L’Encyclopédie/1re édition/NOCES
NOCES, s. f. nuptiæ, (Jurisprudence.) se prend pour la célébration du mariage. On appelle don de noces celui qui est fait en faveur de mariage ; gain de noces & de survie celui que le survivant des conjoints gagne, soit en vertu de la loi ou usage, ou en vertu de la convention. Voyez Gain & Mariage.
On appelle premieres noces le premier mariage que quelqu’un a contracté ; mais on ne se sert de ce terme que par opposition à celui de secondes, troisiemes & autres noces, c’est-à-dire pour distinguer le premier mariage des autres mariages subséquens. (A)
Noces des Hébreux, (Hist. sacrée.) du latin nuptiæ, de nubere, couvrir d’un voile, parce que les nouvelles mariées se couvroient la tête par modestie. Ce mot dans l’Ecriture se prend pour les cérémonies qui se pratiquoient le jour du mariage, nuptiæ factæ sunt in Canâ Galilææ, Joan. ij. 1. 2°. pour le festin des noces, nuptiæ quidem paratæ sunt, Matth. xxij. 8. Ce festin signifie la gloire dont les saints jouissent dans le ciel ; ce qui est aussi marqué par la parabole des vierges qui attendoient la venue de l’époux, intraverunt cum eo ad nuptias, Matthieu, xxv. 10. 3°. Le lieu où se célebrent les noces : impletæ sunt nuptiæ discumbentium, Matth. xxij. 10. 4°. Pour le mariage & l’union de l’époux & de l’épouse, non est in loco nostro consuetudinis ut minores ante tradamus ad nuptias, Gen. xxjx. 26. 5°. Pour le droit acquis par le mariage, quod si alteram ei acceperit, providebit puellæ nuptias, Exod. xxj. 10. Si quelqu’un fait épouser à son fils une esclave, & que ce fils épouse encore une autre femme, il traitera cette premiere comme sa femme.

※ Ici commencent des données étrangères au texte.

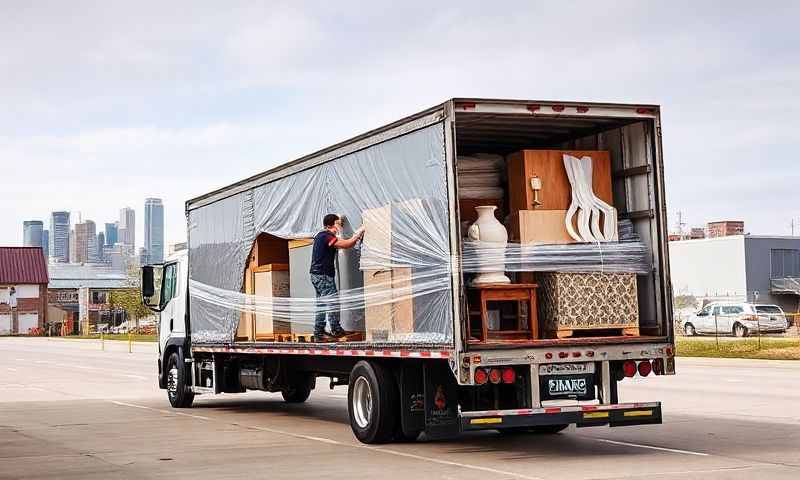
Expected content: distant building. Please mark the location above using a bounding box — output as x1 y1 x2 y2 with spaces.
107 244 135 271
119 207 135 248
23 220 44 249
42 230 49 258
670 235 800 314
689 228 706 240
0 247 49 334
49 211 70 263
74 220 97 264
144 198 164 264
707 221 744 238
138 247 148 267
47 263 130 335
104 222 118 246
96 233 105 262
167 242 187 256
68 230 77 263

Les Hébreux se marioient de bonne heure, & dès l’âge de treize ans il étoit permis aux enfans de prendre femme ; ils ne passoient guere, sans l’avoir fait, la dix-huitieme année, & ils auroient cru pécher contre le précepte croissez & multipliez. Delà il est aisé de comprendre pourquoi le célibat & la stérilité étoient un opprobre dans Israël, & pourquoi ils avoient soin de faire épouser au frere du mari mort sans enfans la veuve qu’il avoit laissée. Les filles se marioient aussi-tôt après l’âge de puberté, c’est-à-dire à douze ans ; mais avant leur mariage elles ne paroissoient point d’ordinaire en public : on les appelloit alma, cachées.

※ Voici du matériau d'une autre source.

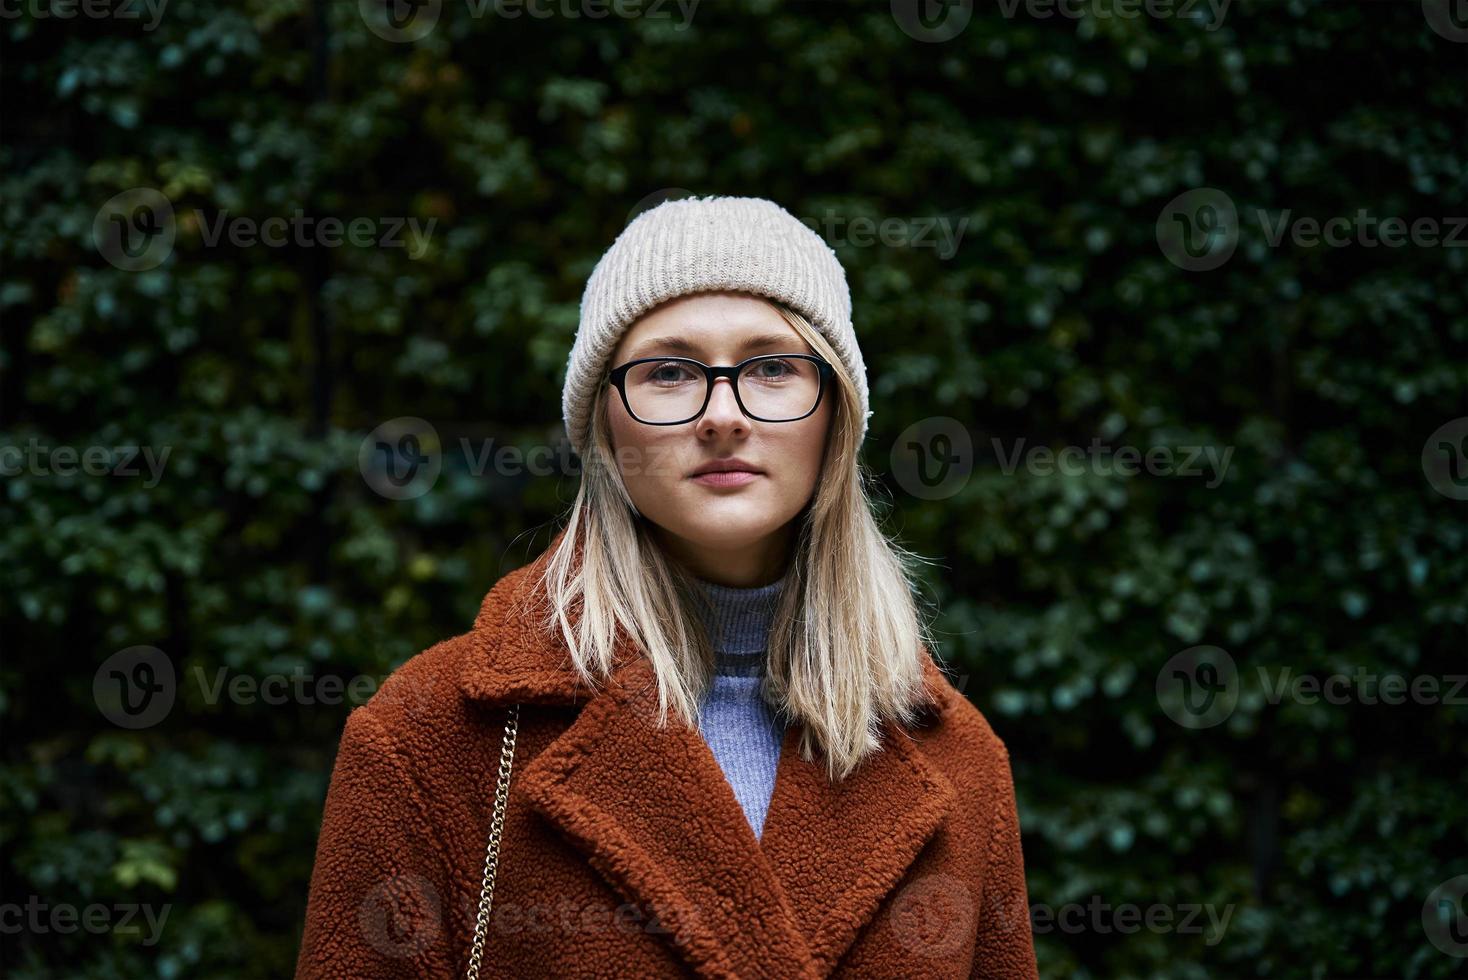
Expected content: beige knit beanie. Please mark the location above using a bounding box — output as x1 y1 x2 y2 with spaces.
561 195 871 456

On voit la maniere dont se faisoit la demande d’une fille dans celle que fit Sichem de Dina, Eliezer de Rebecca, & le jeune Tobie de Sara. Le mari donnoit la dot à sa femme, & sembloit acheter la personne qu’il vouloit épouser. Augmentez la dot que vous voulez qu’on lui donne, dit Hemor à Jacob ; demandez quel présent il vous plaira, je les donnerai volontiers, pourvu que vous veuilliez (à Sichem son fils) la lui donner pour épouse. Gen. xxxjv. 8. Jacob achete Lia & Rachel par 14 ans de service. Gen. xxjx. David donne cent prépuces de philistins pour Michols. 2. Reg. iij. 14. & Oze 15 pieces d’argent pour sa femme. Os. iij. 2.

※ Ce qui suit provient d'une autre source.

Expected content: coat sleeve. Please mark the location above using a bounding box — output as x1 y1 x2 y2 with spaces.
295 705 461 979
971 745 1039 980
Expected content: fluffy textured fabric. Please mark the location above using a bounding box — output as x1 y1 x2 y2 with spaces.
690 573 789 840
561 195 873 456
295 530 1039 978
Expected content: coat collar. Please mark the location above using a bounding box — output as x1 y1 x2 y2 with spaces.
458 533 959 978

Les fiançailles se faisoient ou par un écrit ou par une piece d’argent que l’on donnoit à la fiancée : Recevez cet argent pour gage que vous serez mon épouse, disoit le jeune homme à sa prétendue. Ils avoient dès-lors la liberté de se voir ; & si pendant le tems qui s’écouloit depuis les fiançailles jusqu’au mariage la fille commettoit quelqu’infidélité, elle pouvoit être traitée comme adultere.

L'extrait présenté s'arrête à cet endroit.